The three levels referred to in the model's name are Public, Private and Personal leadership. The model is usually presented in diagram form as three concentric circles and four outwardly directed arrows, with personal leadership in the center.

- The first two levels – public and private leadership – are "outer" or "behavioral" levels. Scouller distinguished between the behaviors involved in influencing two or more people simultaneously (what he called "public leadership") from the behavior needed to select and influence individuals one to one (which he called private leadership).

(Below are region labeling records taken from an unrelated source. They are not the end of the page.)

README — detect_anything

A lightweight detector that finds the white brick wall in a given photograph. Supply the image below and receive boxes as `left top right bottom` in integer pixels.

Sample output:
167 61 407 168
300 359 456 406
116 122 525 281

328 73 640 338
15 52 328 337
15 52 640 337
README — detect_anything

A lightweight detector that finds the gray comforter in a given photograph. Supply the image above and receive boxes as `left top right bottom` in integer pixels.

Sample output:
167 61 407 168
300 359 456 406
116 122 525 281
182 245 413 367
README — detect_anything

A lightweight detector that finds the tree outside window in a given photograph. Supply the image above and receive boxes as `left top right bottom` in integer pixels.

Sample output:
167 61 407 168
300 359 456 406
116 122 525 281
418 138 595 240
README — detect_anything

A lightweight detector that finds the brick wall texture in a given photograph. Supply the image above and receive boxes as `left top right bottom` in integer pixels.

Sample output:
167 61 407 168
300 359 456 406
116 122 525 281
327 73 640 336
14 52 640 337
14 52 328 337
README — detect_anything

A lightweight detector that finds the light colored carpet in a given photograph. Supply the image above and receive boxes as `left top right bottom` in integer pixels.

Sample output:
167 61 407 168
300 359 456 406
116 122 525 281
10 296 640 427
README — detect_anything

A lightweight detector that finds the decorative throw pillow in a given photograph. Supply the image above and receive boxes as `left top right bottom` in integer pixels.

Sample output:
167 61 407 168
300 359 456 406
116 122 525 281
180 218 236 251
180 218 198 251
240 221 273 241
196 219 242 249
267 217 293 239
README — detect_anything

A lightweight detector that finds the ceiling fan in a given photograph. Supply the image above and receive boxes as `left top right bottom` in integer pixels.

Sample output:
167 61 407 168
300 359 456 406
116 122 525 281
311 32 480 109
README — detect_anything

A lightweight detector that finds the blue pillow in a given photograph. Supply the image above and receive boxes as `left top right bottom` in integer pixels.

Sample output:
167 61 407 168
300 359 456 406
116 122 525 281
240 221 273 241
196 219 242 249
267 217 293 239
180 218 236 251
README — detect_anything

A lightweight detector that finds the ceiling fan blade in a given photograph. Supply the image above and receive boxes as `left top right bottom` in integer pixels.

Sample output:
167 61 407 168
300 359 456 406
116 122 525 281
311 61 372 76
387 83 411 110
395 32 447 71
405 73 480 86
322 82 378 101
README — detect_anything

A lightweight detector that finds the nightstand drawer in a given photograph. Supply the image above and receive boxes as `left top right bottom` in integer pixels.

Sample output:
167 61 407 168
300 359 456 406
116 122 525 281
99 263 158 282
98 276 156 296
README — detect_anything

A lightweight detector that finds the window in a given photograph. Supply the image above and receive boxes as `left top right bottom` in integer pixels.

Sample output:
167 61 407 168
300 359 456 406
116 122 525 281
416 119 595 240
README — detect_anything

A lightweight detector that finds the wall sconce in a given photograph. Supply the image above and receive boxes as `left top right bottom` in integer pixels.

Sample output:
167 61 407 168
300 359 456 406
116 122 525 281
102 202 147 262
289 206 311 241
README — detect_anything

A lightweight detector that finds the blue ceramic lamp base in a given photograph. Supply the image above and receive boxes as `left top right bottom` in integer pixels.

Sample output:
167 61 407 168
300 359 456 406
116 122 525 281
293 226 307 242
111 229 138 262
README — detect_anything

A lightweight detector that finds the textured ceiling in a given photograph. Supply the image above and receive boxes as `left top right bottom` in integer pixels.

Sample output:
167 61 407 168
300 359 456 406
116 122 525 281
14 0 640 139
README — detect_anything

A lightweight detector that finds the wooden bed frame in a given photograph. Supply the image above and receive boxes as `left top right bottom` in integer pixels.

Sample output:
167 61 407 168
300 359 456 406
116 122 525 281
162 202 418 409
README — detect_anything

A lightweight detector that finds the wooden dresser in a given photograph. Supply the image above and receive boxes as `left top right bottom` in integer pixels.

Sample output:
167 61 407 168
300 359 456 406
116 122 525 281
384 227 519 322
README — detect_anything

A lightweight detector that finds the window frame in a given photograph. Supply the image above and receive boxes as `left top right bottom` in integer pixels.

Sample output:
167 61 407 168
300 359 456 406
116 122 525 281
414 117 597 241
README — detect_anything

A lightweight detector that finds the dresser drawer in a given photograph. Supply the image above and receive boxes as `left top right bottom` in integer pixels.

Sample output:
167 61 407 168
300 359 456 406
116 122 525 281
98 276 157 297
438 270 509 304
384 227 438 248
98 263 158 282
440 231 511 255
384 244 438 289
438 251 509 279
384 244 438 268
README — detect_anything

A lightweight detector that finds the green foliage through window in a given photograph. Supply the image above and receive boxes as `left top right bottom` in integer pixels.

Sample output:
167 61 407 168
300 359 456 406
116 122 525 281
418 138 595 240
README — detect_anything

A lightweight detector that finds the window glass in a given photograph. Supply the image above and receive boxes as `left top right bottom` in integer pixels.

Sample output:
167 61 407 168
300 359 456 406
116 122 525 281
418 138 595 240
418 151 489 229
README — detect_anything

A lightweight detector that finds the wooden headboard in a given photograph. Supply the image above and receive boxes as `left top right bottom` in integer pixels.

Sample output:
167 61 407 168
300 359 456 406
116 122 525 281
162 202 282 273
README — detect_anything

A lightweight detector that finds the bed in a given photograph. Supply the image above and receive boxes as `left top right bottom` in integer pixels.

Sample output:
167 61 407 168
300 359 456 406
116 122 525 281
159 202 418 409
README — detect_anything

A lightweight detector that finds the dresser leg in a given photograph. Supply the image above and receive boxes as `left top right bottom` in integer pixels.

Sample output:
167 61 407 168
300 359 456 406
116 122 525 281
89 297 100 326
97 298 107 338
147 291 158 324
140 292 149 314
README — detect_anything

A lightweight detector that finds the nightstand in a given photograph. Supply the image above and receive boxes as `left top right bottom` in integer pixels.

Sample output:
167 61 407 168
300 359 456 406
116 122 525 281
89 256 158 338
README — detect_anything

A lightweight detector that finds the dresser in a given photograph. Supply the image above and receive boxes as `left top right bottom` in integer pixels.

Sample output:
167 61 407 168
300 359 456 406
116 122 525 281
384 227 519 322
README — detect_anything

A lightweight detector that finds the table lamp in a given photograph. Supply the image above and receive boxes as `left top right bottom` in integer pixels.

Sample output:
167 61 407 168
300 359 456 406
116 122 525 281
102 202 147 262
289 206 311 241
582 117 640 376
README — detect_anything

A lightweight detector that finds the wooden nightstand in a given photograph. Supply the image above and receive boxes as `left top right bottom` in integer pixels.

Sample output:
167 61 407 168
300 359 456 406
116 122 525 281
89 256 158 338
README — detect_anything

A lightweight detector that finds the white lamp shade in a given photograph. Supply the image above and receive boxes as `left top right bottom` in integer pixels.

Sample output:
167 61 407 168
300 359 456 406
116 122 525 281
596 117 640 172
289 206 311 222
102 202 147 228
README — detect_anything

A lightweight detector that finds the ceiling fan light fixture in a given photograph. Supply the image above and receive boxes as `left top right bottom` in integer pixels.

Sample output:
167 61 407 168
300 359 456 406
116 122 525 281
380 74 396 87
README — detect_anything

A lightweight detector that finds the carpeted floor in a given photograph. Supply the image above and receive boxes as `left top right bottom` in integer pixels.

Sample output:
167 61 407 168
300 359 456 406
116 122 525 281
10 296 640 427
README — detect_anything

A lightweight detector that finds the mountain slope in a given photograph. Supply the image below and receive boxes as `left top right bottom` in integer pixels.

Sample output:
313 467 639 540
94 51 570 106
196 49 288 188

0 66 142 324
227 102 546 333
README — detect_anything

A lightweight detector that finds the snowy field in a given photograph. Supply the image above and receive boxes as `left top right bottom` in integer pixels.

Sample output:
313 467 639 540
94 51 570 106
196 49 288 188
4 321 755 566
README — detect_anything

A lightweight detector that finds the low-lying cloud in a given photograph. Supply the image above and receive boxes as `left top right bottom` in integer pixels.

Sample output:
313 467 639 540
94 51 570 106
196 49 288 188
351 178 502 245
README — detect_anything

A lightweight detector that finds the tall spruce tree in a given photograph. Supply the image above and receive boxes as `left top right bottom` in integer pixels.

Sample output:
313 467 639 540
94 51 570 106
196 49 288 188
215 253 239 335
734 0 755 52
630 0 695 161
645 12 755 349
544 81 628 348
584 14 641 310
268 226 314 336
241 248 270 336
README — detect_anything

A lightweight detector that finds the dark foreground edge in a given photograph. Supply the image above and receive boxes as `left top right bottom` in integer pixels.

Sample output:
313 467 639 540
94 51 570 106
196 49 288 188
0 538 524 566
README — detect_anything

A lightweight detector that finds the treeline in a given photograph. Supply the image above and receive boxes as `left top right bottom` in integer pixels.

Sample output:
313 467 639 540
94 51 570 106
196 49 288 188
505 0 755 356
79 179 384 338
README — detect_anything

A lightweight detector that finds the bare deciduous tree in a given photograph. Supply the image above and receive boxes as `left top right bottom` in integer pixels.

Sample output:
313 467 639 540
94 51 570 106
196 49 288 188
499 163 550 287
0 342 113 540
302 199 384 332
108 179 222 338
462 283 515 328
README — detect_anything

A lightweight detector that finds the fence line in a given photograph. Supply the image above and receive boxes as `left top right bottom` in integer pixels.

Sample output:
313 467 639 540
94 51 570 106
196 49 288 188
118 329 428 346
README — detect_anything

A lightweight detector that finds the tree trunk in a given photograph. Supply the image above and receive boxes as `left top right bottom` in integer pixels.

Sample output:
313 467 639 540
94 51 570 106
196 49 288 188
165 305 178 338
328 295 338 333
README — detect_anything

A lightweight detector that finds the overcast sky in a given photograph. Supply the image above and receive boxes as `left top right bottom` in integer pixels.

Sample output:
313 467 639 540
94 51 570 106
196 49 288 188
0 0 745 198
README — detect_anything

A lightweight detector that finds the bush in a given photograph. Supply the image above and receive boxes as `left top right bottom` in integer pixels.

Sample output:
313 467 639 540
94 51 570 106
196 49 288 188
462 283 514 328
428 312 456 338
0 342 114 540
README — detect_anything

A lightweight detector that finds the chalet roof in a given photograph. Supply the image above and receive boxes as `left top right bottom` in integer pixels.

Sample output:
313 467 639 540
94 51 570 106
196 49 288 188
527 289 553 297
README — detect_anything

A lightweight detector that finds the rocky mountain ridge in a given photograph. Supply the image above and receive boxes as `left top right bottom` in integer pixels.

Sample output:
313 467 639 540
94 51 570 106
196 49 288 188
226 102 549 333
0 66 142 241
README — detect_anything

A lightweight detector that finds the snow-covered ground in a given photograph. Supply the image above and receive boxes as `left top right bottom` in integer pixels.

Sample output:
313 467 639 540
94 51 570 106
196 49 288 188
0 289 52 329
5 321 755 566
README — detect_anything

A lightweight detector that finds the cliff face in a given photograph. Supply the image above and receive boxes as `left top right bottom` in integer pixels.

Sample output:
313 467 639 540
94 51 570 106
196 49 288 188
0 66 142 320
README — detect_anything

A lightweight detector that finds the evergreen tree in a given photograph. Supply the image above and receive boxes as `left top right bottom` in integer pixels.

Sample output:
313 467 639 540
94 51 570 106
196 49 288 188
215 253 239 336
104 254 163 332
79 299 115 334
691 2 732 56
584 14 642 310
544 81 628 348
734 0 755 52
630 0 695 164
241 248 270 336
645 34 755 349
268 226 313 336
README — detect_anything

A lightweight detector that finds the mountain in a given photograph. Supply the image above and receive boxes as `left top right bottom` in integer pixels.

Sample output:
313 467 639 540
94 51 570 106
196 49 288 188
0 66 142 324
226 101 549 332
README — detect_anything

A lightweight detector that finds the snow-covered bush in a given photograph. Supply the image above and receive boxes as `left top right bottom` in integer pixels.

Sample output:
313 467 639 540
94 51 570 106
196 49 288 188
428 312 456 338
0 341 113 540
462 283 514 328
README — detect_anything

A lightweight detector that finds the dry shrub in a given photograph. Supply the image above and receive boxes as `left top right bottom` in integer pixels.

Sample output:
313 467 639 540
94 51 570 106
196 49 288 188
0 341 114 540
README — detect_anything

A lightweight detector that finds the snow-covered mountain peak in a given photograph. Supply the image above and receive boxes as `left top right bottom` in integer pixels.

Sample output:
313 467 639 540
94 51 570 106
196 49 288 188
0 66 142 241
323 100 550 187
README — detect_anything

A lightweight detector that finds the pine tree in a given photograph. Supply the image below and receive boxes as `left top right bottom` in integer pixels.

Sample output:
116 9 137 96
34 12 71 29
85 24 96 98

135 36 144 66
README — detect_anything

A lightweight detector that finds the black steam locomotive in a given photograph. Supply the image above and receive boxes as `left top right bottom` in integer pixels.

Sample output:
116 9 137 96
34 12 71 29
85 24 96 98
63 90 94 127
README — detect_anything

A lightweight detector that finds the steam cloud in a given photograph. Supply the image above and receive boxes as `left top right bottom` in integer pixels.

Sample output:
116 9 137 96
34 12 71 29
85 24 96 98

He listed 34 distinct "public leadership" behaviors and a further 14 "private leadership" behaviors.
- The third level – personal leadership – is an "inner" level and concerns a person's leadership presence, know-how, skills, beliefs, emotions and unconscious habits. "At its heart is the leader's self-awareness, his progress toward self-mastery and technical competence, and his sense of connection with those around him. It's the inner core, the source, of a leader's outer leadership effectiveness." (Scouller, 2011).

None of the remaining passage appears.